Certains s’inquiétaient par ailleurs « que ceci se fasse au prix des diminutions des services, surtout pour les patients souffrant de troubles mentaux graves et persistants comme la schizophrénie » qui « demeurent discriminés à l’intérieur des services de santé ». La mortalité due aux maladies physiques est, par exemple, supérieure de 70% chez les patients psychiatriques par rapport à la population générale. « Dans le cas de la schizophrénie, la surmortalité correspond à une réduction de près d’une dizaine d’années d’espérance de vie chez les hommes et les femmes. » « Les personnes atteintes de troubles mentaux sont également plus à risque de décéder de cancer, de maladies cardiovasculaires et d’autres maladies, en comparaison du reste de la population. Donc, la mortalité excessive chez les patients psychiatriques après une autre maladie chronique correspond 10 fois à celle associée au suicide », expliquent les auteurs. Une surmortalité qui persiste après ajustement des facteurs de risques comportementaux comme l’usage du tabac, l’activité physique et l’indice de masse corporelle. Qui pourrait aussi s’expliquer par la priorité donnée aux services pour les psychoses précoces qui ne ciblent que les jeunes alors que dans au moins un tiers des cas, ces maladies commencent chez des adultes de plus de 25 ans.
Les chiffres 2020-2022
En 2020-2022, sur les 19,8 millions d’Australiens âgés de 16 à 85 ans, 42,9 % (soit 8,5 millions de personnes) avaient souffert d’un trouble mental à un moment donné de leur vie :
- 28,8% (5,7 millions de personnes) d’un trouble anxieux tel qu’une phobie sociale ou un trouble de stress post-traumatique ;
- 16,0% (3,2 millions de personnes) d’un trouble affectif tel qu’un épisode dépressif ;
- 19,6% (3,9 millions de personnes) d’un trouble lié à la consommation de substances.

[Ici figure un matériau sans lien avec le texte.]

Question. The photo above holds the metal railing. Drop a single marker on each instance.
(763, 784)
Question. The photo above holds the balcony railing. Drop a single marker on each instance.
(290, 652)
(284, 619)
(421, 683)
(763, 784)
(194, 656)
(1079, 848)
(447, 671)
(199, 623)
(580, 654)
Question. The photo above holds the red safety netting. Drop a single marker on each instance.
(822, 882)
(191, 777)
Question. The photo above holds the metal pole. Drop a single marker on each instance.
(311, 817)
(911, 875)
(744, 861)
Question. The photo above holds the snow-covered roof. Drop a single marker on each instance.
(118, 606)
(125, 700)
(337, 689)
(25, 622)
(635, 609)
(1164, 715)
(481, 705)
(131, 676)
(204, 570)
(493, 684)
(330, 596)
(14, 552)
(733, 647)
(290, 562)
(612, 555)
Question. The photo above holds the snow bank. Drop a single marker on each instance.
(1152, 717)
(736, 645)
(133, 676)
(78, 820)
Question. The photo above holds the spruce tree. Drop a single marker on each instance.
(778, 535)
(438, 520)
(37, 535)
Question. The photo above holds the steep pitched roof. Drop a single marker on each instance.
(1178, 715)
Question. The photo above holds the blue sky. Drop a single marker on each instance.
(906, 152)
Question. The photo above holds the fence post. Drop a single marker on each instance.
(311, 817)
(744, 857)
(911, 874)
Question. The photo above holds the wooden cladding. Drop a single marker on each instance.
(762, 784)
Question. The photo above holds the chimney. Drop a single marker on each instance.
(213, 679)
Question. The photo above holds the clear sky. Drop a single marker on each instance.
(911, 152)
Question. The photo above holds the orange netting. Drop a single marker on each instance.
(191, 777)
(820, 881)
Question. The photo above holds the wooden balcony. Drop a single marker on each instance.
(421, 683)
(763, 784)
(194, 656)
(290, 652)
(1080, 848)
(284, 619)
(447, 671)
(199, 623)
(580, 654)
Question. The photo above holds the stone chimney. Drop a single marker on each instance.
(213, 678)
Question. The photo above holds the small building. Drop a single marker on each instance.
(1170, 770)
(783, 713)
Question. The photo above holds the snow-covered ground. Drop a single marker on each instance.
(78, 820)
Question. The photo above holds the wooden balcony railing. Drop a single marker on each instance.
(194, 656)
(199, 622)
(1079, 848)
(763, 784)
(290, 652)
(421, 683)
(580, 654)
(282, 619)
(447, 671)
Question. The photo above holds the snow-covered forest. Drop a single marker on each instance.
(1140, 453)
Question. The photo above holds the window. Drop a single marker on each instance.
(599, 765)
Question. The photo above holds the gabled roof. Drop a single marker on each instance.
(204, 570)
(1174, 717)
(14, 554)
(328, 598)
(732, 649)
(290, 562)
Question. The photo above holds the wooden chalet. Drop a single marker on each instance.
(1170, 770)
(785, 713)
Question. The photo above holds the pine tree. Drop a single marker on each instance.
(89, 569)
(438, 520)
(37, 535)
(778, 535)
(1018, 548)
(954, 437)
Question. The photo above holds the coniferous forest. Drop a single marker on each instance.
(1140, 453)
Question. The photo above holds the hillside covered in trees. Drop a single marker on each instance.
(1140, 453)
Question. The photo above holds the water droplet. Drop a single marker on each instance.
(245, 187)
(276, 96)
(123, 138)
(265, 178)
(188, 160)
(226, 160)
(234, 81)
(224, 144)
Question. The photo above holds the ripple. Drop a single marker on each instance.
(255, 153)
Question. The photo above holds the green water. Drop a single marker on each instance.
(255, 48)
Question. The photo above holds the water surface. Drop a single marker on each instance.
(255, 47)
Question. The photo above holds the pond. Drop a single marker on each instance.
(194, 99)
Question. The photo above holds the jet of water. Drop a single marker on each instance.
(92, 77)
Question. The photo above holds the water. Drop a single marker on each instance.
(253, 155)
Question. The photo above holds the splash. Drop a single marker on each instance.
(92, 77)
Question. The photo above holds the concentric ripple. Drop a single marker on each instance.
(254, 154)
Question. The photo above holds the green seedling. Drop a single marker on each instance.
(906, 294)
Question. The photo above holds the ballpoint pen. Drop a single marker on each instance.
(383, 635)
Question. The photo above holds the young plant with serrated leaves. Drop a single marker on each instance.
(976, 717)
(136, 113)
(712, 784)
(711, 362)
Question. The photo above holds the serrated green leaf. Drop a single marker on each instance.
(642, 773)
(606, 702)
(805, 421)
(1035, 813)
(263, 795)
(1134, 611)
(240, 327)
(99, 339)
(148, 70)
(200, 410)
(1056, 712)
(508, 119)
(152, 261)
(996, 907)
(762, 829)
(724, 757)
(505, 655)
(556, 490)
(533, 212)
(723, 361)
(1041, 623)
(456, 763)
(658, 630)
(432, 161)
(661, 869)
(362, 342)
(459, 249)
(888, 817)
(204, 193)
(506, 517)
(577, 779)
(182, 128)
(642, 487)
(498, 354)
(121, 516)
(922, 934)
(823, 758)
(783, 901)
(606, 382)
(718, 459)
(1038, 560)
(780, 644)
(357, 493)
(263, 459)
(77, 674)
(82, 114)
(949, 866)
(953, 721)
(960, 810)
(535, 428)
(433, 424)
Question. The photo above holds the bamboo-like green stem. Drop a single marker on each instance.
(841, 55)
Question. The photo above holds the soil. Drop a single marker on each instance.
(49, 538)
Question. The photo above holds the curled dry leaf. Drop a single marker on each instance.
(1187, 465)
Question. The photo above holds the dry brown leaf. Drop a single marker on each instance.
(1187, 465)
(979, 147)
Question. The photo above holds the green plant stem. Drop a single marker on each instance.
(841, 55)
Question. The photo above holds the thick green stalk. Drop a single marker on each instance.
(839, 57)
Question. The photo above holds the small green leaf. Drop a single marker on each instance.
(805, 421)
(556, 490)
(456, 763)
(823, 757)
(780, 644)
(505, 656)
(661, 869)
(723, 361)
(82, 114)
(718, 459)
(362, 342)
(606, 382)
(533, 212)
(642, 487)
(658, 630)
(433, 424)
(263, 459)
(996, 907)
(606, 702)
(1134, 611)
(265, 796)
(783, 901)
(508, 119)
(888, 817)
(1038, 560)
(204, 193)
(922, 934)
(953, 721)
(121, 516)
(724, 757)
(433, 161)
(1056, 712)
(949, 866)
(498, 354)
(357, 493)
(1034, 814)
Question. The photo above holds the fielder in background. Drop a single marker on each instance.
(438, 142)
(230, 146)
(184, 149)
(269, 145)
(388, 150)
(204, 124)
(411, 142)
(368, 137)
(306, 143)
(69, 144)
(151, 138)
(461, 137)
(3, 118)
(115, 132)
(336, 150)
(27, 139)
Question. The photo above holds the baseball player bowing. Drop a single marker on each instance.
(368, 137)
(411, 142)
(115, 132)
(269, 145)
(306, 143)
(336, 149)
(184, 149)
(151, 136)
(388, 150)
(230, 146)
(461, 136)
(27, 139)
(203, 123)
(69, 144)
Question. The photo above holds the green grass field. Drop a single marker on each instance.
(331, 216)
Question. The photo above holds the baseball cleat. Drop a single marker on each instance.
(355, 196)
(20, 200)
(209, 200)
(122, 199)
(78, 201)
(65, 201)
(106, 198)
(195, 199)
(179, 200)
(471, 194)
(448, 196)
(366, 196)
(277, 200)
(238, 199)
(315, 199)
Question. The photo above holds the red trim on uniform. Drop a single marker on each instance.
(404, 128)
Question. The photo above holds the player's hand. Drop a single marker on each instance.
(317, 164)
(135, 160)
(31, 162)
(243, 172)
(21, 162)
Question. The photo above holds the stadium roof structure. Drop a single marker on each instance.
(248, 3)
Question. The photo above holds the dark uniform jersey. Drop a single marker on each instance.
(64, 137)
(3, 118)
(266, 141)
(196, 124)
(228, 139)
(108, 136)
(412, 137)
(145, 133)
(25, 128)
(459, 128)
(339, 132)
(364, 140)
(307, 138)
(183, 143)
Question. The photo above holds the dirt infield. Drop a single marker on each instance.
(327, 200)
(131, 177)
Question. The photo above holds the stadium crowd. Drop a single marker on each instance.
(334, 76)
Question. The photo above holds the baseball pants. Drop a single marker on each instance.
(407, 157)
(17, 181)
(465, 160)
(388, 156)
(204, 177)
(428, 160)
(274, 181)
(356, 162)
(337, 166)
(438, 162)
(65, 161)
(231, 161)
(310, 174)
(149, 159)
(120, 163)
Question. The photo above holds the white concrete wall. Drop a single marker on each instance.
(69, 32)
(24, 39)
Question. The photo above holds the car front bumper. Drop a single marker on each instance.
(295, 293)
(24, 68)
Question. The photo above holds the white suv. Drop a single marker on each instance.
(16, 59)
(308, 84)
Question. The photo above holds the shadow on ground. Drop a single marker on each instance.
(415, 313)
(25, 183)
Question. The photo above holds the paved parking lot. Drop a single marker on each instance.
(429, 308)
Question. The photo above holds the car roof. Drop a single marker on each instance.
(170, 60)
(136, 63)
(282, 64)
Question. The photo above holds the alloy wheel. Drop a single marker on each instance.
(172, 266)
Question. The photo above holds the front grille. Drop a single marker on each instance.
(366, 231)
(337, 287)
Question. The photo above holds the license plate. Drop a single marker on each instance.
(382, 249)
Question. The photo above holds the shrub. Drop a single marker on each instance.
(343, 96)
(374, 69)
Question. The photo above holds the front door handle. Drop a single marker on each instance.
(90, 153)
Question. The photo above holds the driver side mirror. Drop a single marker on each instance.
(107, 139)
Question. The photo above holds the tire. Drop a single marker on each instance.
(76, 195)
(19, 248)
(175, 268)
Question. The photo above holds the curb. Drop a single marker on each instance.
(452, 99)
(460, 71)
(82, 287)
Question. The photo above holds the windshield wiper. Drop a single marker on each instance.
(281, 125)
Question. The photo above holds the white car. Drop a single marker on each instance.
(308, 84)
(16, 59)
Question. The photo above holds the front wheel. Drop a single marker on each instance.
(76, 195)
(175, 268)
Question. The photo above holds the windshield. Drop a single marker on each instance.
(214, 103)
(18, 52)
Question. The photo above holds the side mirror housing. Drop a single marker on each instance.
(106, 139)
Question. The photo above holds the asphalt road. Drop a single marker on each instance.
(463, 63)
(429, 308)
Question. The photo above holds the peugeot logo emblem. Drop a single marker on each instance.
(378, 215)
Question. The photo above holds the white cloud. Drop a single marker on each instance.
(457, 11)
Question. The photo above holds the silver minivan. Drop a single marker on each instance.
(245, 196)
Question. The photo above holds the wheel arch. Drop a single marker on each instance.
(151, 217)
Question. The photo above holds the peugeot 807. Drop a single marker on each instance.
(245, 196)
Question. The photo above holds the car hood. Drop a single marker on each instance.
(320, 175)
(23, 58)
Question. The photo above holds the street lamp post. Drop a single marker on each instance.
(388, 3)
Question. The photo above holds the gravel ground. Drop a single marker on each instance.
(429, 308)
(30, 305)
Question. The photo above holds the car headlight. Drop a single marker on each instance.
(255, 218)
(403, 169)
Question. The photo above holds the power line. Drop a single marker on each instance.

4,3 millions d’entre eux avaient souffert d’un trouble mental au cours des douze derniers mois.
En 2020-2022, 17,4% des Australiens (3,4 millions de personnes) âgés de 16 à 85 ans, et 45,1% (1,9 million) de ceux ayant souffert d’un trouble mental au cours des douze derniers mois, ont consulté un professionnel de la santé dans l’année précédant l’entretien :
- 21,6% des femmes, contre 12,9% des hommes ;
- 22,9% des personnes âgées de 16 à 34 ans, contre 17,4% des personnes âgées de 35 à 64 ans et 8,1% des personnes âgées de 65 à 85 ans ;
- 12,4% des personnes ont consulté un médecin généraliste et 7,8% ont consulté un psychologue.
607 700 personnes (14,3%) souffrant d’un trouble mental depuis douze mois ont par ailleurs eu recours à d’autres services, par téléphone, Internet ou une autre technologie numérique :
- Les femmes plus que les hommes (15,9% contre 12,4%) ;
- Les personnes âgées de 16 à 34 ans plus que celles âgées de 35 à 64 ans (18,2% contre 12,0%).
En 2020-2022, 17,6% des Australiens (3,5 millions de personnes) âgés de 16 à 85 ans ont reçu au moins un traitement remboursé par le gouvernement pour des problèmes de santé mentale au cours des 12 mois précédant l’entretien :
- 21,6% des femmes, contre 13,5% des hommes ;
- 12,0% des personnes âgées de 16 à 34 ans, contre 18% des personnes âgées de 35 à 64 ans et 25,8% des personnes âgées de 65 à 85 ans ;
- Un antidépresseur pour 14,2%, un anxiolytique pour 3,1%.
Enfin, l’Australie est devenue en 2023 l’un des premiers pays au monde à autoriser l’utilisation d’ecstasy (MDMA) et de champignons hallucinogènes pour lutter contre certaines pathologies mentales, notamment la MDMA pour traiter le stress post-traumatique et la psilocybine contre la dépression.